My team is running a foundationdb cluster, version 5.1.7. There was a DR continuous backup kicked off awhile ago, and it appears to have been aborted without using the --cleanup flag. The destination cluster no longer exists, and I don’t have the address for it. Now we have the \xff\x02/blog/ prefix filling up with backup logs that are not being consumed. We need to clear them out and stop them from accumulating, since they are causing our cluster to grow much faster than we scaled it for.
Is there a way to determine what the destination cluster is? I’ve looked under \xff\x02/backupstatus/dr_backup/json but don’t know how or if I can figure out the destination from the value there.
How can I abort the DR backup?
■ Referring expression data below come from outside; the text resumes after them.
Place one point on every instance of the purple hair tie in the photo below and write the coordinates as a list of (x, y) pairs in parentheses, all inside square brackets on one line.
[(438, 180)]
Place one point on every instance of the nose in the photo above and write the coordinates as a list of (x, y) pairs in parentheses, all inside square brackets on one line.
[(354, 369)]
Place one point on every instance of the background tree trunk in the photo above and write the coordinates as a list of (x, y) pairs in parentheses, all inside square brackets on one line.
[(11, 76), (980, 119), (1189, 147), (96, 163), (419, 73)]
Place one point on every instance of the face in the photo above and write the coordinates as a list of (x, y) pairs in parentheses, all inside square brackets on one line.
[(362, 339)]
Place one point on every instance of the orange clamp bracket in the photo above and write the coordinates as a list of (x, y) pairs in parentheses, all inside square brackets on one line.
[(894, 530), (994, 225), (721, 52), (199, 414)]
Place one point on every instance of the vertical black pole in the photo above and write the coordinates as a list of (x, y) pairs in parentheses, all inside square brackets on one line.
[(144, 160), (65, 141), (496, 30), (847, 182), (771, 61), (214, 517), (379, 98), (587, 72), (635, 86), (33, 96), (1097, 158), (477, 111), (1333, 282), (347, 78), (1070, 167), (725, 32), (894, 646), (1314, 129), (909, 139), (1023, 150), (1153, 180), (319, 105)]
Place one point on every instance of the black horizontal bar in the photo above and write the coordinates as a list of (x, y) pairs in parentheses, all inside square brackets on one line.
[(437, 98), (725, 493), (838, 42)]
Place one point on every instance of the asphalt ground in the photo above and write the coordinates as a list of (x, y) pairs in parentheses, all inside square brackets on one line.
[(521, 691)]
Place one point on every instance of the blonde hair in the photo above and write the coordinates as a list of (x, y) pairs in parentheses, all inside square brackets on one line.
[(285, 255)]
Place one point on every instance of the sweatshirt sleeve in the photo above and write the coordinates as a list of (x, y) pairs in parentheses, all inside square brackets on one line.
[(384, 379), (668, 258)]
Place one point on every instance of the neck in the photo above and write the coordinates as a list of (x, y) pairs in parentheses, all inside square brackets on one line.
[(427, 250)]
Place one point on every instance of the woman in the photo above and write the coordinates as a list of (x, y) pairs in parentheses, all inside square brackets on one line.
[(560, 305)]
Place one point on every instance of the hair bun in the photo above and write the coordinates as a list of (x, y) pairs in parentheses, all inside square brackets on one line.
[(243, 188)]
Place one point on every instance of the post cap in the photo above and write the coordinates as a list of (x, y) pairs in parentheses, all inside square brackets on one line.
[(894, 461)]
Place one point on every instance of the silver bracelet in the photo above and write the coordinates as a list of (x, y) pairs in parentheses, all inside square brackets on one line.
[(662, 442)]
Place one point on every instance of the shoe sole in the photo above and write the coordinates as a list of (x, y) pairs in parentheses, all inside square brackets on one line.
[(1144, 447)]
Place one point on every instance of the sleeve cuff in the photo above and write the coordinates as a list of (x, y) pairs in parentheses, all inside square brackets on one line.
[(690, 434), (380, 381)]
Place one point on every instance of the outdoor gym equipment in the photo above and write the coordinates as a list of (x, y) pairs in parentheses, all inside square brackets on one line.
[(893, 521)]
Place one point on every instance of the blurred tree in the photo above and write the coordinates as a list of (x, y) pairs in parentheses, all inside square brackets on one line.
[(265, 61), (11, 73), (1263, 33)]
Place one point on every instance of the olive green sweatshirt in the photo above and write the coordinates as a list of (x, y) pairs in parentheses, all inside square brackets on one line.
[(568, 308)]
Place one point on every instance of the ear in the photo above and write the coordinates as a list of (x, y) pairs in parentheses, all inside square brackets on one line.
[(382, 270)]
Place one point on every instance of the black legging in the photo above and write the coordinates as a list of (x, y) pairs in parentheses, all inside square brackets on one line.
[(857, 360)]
My understanding is that the fdbdr command only works when there’s a dr_agent running. When I try to run them without passing in a valid, running destination cluster, the fdbdr commands hang. When I tried recreating the destination cluster with a fresh, empty database, the fdbdr commands returned but gave me an error
ERROR: A DR was not running on tag `default'
Fatal Error: Backup unneeded request
Our Plan B is to dump all the data from our cluster into a file, destroy and recreate the database, and load the data back in. But I’m wondering if there’s a better, supported way to clean up the \xff\x02/blog/ data.
Anticipating the obvious question – we plan to upgrade to version 6, but we’d like to get a handle on our data bloat problem first.
The configuration for which mutations are copied to \xff\x02/blog/ is in \xff/logRanges/. So to get out of this situation, first abort any other DR tags you have active (I’m guessing none), and then abort or let finish any Backup tags you have active, and then from fdbcli do
The order here is important, as the first clear will stop writes to the blog prefix and the second will clear the data that has accumulated.
As for how you got into this situation, I’m not sure. What was the original deployment version of this cluster, and what version was it running when you started the DR operation?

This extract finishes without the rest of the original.